Konusu:

“Bilim gerçeği arayışımızda yardımcı olabilir mi?”

 

Yazar Rumuzu: hokkabaz4525

Eser Sıra Numarası: 24022025eser02


                                   BİLİM: EVRENİN GERÇEKLERİ VE RUHUN FISILTILARI

  İnsan hayata gözlerini açtığı andan itibaren bir arayışın içine düşer. Merakla ellerini uzatır, dokunmaya çalışır ve hisseder. Merak onun için her damlası kanına işlemiş bir mürekkep gibidir. Gökyüzüne bakar ve koca koca yıldızların nasıl orada asılı kaldığını sorar. Bardaktan boşanırcasına yağan yağmuru izler, bu hadisenin nasıl gerçekleştiğini merak eder. Kimi zaman bu merakını gidermek için mitlerin peşine düşer kimi zaman ise ilahi kudretlere yaslanır. Bu sorgulayıp merak etme yolculuğu tarihin derinliklerinden bugüne dek var olmuş ve her insanı da bir yolcusu olarak ağırlamıştır. Şüphesiz ki bu yolculuğun karanlık yollarını aydınlatan meşale de bilimdir.

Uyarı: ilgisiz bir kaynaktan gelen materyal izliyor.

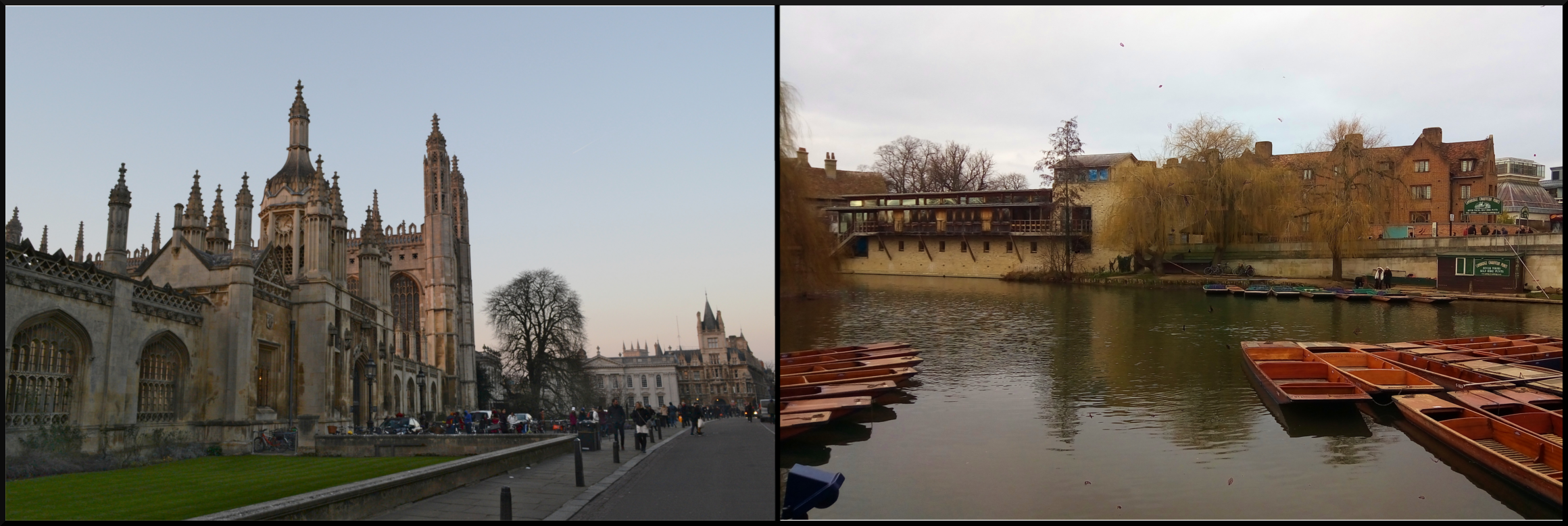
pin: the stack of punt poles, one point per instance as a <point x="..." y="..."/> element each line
<point x="820" y="386"/>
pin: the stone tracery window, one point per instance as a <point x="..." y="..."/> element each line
<point x="43" y="371"/>
<point x="157" y="387"/>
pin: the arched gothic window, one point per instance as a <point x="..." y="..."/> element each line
<point x="43" y="371"/>
<point x="157" y="390"/>
<point x="405" y="303"/>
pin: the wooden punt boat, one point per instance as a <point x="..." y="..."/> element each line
<point x="1448" y="376"/>
<point x="836" y="390"/>
<point x="1537" y="377"/>
<point x="850" y="365"/>
<point x="1427" y="298"/>
<point x="1374" y="375"/>
<point x="1286" y="377"/>
<point x="1349" y="295"/>
<point x="835" y="406"/>
<point x="850" y="356"/>
<point x="799" y="423"/>
<point x="1392" y="296"/>
<point x="1518" y="456"/>
<point x="847" y="377"/>
<point x="1531" y="419"/>
<point x="873" y="346"/>
<point x="1526" y="395"/>
<point x="1315" y="293"/>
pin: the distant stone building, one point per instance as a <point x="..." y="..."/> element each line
<point x="637" y="376"/>
<point x="305" y="320"/>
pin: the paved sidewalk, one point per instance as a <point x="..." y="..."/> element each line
<point x="725" y="475"/>
<point x="537" y="492"/>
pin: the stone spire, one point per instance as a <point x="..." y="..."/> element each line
<point x="297" y="168"/>
<point x="242" y="223"/>
<point x="80" y="228"/>
<point x="118" y="224"/>
<point x="13" y="230"/>
<point x="437" y="140"/>
<point x="218" y="228"/>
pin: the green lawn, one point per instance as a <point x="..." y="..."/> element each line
<point x="189" y="488"/>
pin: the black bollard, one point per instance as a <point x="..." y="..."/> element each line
<point x="506" y="503"/>
<point x="579" y="454"/>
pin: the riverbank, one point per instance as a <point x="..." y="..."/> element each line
<point x="1173" y="281"/>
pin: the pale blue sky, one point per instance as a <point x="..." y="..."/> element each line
<point x="628" y="149"/>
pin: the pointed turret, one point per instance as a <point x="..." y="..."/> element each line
<point x="80" y="228"/>
<point x="242" y="223"/>
<point x="13" y="230"/>
<point x="297" y="168"/>
<point x="118" y="224"/>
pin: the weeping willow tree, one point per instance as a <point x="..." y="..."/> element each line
<point x="1153" y="203"/>
<point x="805" y="249"/>
<point x="1350" y="188"/>
<point x="1236" y="196"/>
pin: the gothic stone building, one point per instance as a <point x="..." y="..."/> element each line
<point x="314" y="323"/>
<point x="722" y="371"/>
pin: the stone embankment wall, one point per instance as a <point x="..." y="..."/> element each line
<point x="1542" y="253"/>
<point x="420" y="445"/>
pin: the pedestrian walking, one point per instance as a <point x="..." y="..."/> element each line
<point x="616" y="419"/>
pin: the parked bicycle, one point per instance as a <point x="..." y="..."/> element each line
<point x="278" y="440"/>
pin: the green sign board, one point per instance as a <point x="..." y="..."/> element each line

  Bilim yüzyıllar boyunca insanın anlam arayışına ışık tutmuş, onu karanlığın içinden çekip çıkarmıştır. Peki ya nedir bu bilim? Bilim literatürde evrenin veya olayların bir bölümünü konu olarak seçen, deneye dayanan yöntemler ve gerçeklikten yararlanarak sonuç çıkarmaya çalışan düzenli bilgi; ilim olarak tanımlanır. Fakat bir yönüyle de tıpkı bir bilmece gibidir; ne kadar çok şeyi keşfedersiniz bir o kadar da bilinmezin içine düşersiniz. Çünkü gerçekler birbirini tamamlayan yapboz parçaları gibidir. Doğru yerleştirdiğiniz her bir parça yeni bir parçaya işaret eder. Bilimsel bilgiler de böyledir. Öğrendiğiniz veya keşfettiğiniz her bir gerçek sizi başka bir arayışın içine sürükler ve bu döngü de sürekli olarak tekrarlanır. Örneğin Newton’un başına düşen elma, yalnızca yerçekimi yasasının kapılarını aralamadı, aynı zamanda evrenin bilinmez sırlarına da açılan bir pencere oldu. Einstein ise zamanın bükülebilir olduğunu kanıtladığında yalnızca bunu ortaya koymuş olmadı, zamanın gerçekte ne olduğunu sorgulamamıza neden oldu.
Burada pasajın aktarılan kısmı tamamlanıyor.